U.S. tariffs under President Donald Trump and India’s push within Brazil, Russia, India, China and South Africa (BRICS) countries for de-dollarization are both highly strategic and effective in their own ways.
The U.S.’s decision to impose steep tariffs (25% + additional 25% penalty tied to India’s continued Russian oil imports) on India under Section 232 (national security concerns) and Section 301 (unfair trade practices) which are illegal under the US law as these are not approved by the US senate.
The products like steel and aluminium were mainly targeted. The move strained trade relations and marked a shift away from the previously growing U.S.-India strategic partnership.
India and the U.S. completed five rounds of negotiations on a proposed Bilateral Trade Agreement (BTA).
Both sides remain at odds—primarily because India refuses to open its agriculture and dairy sectors, citing the need to protect its farmers. The sixth round, scheduled for August 25–29, 2025, in New Delhi with a delegation led by Assistant U.S. Trade Representative Brendan Lynch, was postponed for the time being because of intensifying trade disputes, particularly related to tariffs and India’s energy ties and also due to breakdown in U.S.–Russia negotiations held at Alaska on 15 August or a failed ceasefire initiative on Prussia – Ukraine war.
India’s push for de-dollarisation via BRICS can be seen as a befitting long-term strategic reply to U.S. trade aggression like Trump’s tariffs. Rather than reacting with more tariffs or protectionism, India is advocating for systemic economic sovereignty, with deeper and more sustainable countermeasures.
BRICS nations have increased their strength by inducting full and partner countries membership.
The full member countries inducted officially are Egypt, Ethiopia, Iran, and the United Arab Emirates (UAE) on January 1, 2024. Indonesia joined as a full 10th member on January 6, 2025. BRICS also created a partner-country status—an intermediary category allowing countries to participate without having full member rights. As of mid‑2025, the partner countries include – Belarus, Bolivia, Cuba, Kazakhstan, Malaysia, Thailand, Uganda, Uzbekistan, and Nigeria. Additionally, Vietnam joined as a partner country in June 2025.
BRICS Data (2025 update) estimates that, with the six new members, BRICS’ share of global GDP (PPP) reached approximately 39% in 2023. A report from BRICS Brasil based on IMF data shows that BRICS accounted for 40% of the global economy (PPP) in 2024, with a projection rising to 41% in 2025. On a PPP basis, the bloc commands 36–41% of global economic output, according to different sources and methodologies.
Prime Minister Modi has, in recent BRICS summits, encouraged member nations to trade in their respective local currencies.
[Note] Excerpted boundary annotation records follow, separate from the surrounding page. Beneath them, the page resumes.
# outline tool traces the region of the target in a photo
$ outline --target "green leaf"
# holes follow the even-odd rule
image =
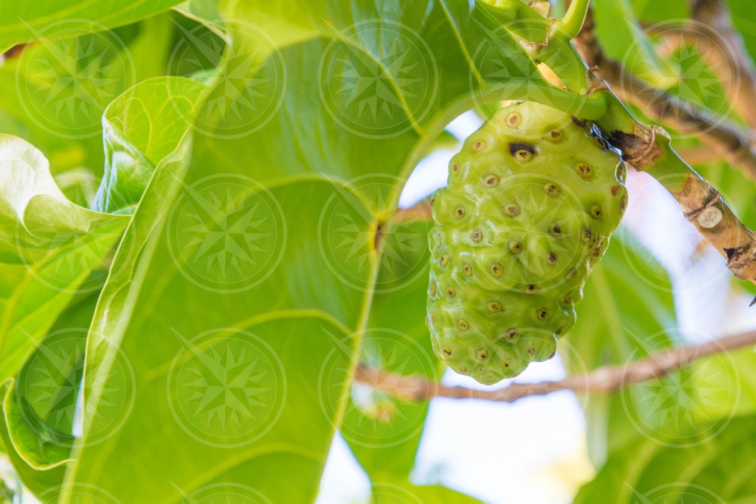
[[[388,226],[382,264],[360,362],[411,379],[436,382],[442,364],[433,355],[425,307],[430,223],[407,220]],[[374,481],[407,479],[428,413],[427,400],[399,398],[373,385],[355,383],[340,427],[342,436]],[[400,387],[401,388],[401,387]]]
[[[64,7],[57,0],[5,2],[0,9],[0,52],[16,44],[73,37],[121,26],[153,16],[179,0],[133,2],[113,0],[92,4],[73,0]]]
[[[205,86],[183,77],[156,77],[113,100],[103,116],[105,172],[93,208],[132,213],[155,165],[190,129]]]
[[[602,47],[627,71],[662,89],[677,82],[678,76],[640,29],[630,0],[596,0],[594,15]]]
[[[756,497],[754,428],[756,417],[736,418],[705,443],[687,448],[640,440],[612,453],[575,502],[603,502],[608,495],[617,504],[751,502]]]
[[[668,331],[676,327],[671,292],[666,272],[621,228],[588,277],[577,323],[563,341],[567,345],[561,354],[568,372],[623,364],[671,346]],[[594,394],[581,399],[588,422],[589,452],[600,465],[608,451],[640,433],[628,422],[620,395]],[[631,410],[637,414],[634,406],[631,401]]]
[[[0,377],[13,376],[73,294],[99,289],[127,221],[69,201],[41,152],[0,135]]]

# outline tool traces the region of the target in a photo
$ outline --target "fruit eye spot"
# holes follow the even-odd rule
[[[519,112],[513,112],[507,116],[507,125],[510,128],[516,128],[522,122],[522,116]]]
[[[562,138],[564,138],[564,133],[558,129],[552,130],[546,135],[546,139],[552,142],[559,142],[562,141]]]
[[[559,190],[559,187],[553,183],[544,185],[544,190],[546,191],[547,195],[548,195],[550,198],[558,197],[559,195],[562,193],[562,191]]]
[[[509,217],[514,217],[519,213],[519,207],[516,205],[507,205],[504,207],[504,215]]]
[[[520,162],[527,162],[535,156],[535,147],[530,144],[512,142],[510,144],[510,153]]]
[[[584,180],[590,181],[593,178],[593,169],[584,162],[578,162],[575,165],[575,171]]]

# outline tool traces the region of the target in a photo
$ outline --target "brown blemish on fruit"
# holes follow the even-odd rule
[[[510,144],[510,153],[520,162],[527,162],[535,156],[536,151],[530,144],[524,142],[511,142]]]
[[[544,185],[544,190],[546,191],[547,196],[550,198],[558,198],[559,194],[562,193],[562,190],[559,189],[559,187],[553,182],[550,182]]]
[[[522,122],[522,115],[519,112],[513,112],[507,116],[505,124],[510,128],[517,128]]]
[[[509,217],[515,217],[519,213],[519,207],[514,203],[510,203],[503,207],[503,212],[505,215]]]
[[[583,180],[590,181],[593,178],[593,169],[584,162],[578,162],[575,165],[575,171]]]

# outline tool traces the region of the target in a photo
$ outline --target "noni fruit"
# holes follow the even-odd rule
[[[432,198],[427,323],[435,354],[491,384],[553,356],[627,205],[620,153],[589,122],[498,110]]]

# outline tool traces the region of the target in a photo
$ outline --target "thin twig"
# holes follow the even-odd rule
[[[606,81],[624,101],[634,104],[652,119],[700,135],[701,139],[731,164],[756,179],[756,150],[749,135],[708,111],[683,104],[666,91],[652,88],[622,65],[604,54],[596,38],[595,23],[589,11],[583,30],[574,42],[583,59]]]
[[[724,336],[700,345],[666,350],[645,359],[619,366],[604,366],[591,373],[571,375],[557,382],[512,383],[498,390],[476,390],[431,383],[418,376],[400,376],[364,363],[357,367],[355,380],[407,400],[432,397],[482,399],[511,403],[534,395],[561,390],[578,393],[607,394],[631,385],[662,378],[708,355],[756,345],[756,331]]]

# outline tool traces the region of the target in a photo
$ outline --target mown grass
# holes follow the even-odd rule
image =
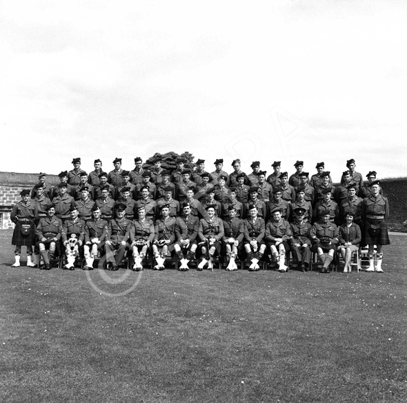
[[[1,402],[407,400],[406,237],[383,275],[148,270],[110,297],[81,270],[12,269],[0,236]],[[117,293],[137,274],[89,276]]]

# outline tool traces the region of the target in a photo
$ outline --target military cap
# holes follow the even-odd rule
[[[355,160],[353,158],[350,158],[346,161],[346,166],[348,167],[350,164],[354,164]]]
[[[205,209],[206,210],[208,210],[209,209],[215,209],[216,208],[216,205],[206,205],[205,206]]]
[[[369,183],[368,186],[369,187],[370,187],[373,186],[373,185],[379,185],[380,186],[380,180],[379,180],[378,179],[377,179],[376,180],[372,180],[372,182]]]
[[[52,203],[48,203],[46,206],[46,210],[48,211],[50,209],[52,209],[52,207],[55,207],[55,205]]]
[[[117,203],[117,205],[115,206],[115,208],[117,210],[126,210],[126,205],[124,203]]]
This aligns with broader BRICS de-dollarisation efforts, especially as Russia and China are actively reducing dependence on the U.S. dollar. India has already initiated
rupee trade settlements with countries like Russia and the UAE. This step can reduce currency volatility risks, improve bilateral trade efficiency and undermine the dollar’s global dominance, especially for the Global South.
India has quietly ditched US Dollar by sending a circular to BRICS granting full Rupee access. India’s Reserve Bank of India has opened the door for BRICS and other partner countries to settle trade fully in rupees, no longer forcing them to use Dollar as the default settlement currency. India has shown some mettle and have bitten the bullet.
Tariffs are short-term economic weapons. De-dollarisation is a strategic rebalancing of global financial power. By pushing BRICS toward non-dollar trade, Modi is signalling India’s willingness to lead in building an alternative financial architecture—one less vulnerable to U.S. unilateralism like sanctions or tariffs.
Trump’s reaction to de-dollarisation—especially moves by BRICS and India—would likely to be assertive, defensive, and transactional. Based on his track record and public statements, what we can reasonably expect – diplomatic pressure and threats of retaliation. Trump is likely to view de-dollarisation as a direct threat to U.S. economic dominance. His administration could apply bilateral pressure on countries (especially India) to discourage trade in non-dollar currencies.
Trump may use sanctions, tariffs, or trade restrictions on nations accelerating de-dollarisation (as seen with Iran, Russia, and China previously). He may push back against currency swap agreements or non-dollar oil trades, which he would perceive as undermining U.S. leverage.
Under Trump, the U.S. might tighten control over the SWIFT system, pressure global banks, and threaten secondary sanctions. Countries trading in local currencies (like India-Russia Rupee-Rouble deals) could be labelled as “sanctions evasion” tactics. U.S. firms and banks may face penalties if they engage with entities conducting large-scale non-dollar trade.
He may impose more tariffs on imports from countries seen as economically aligning against the U.S. and push to repatriate American manufacturing and reduce economic interdependence with BRICS members.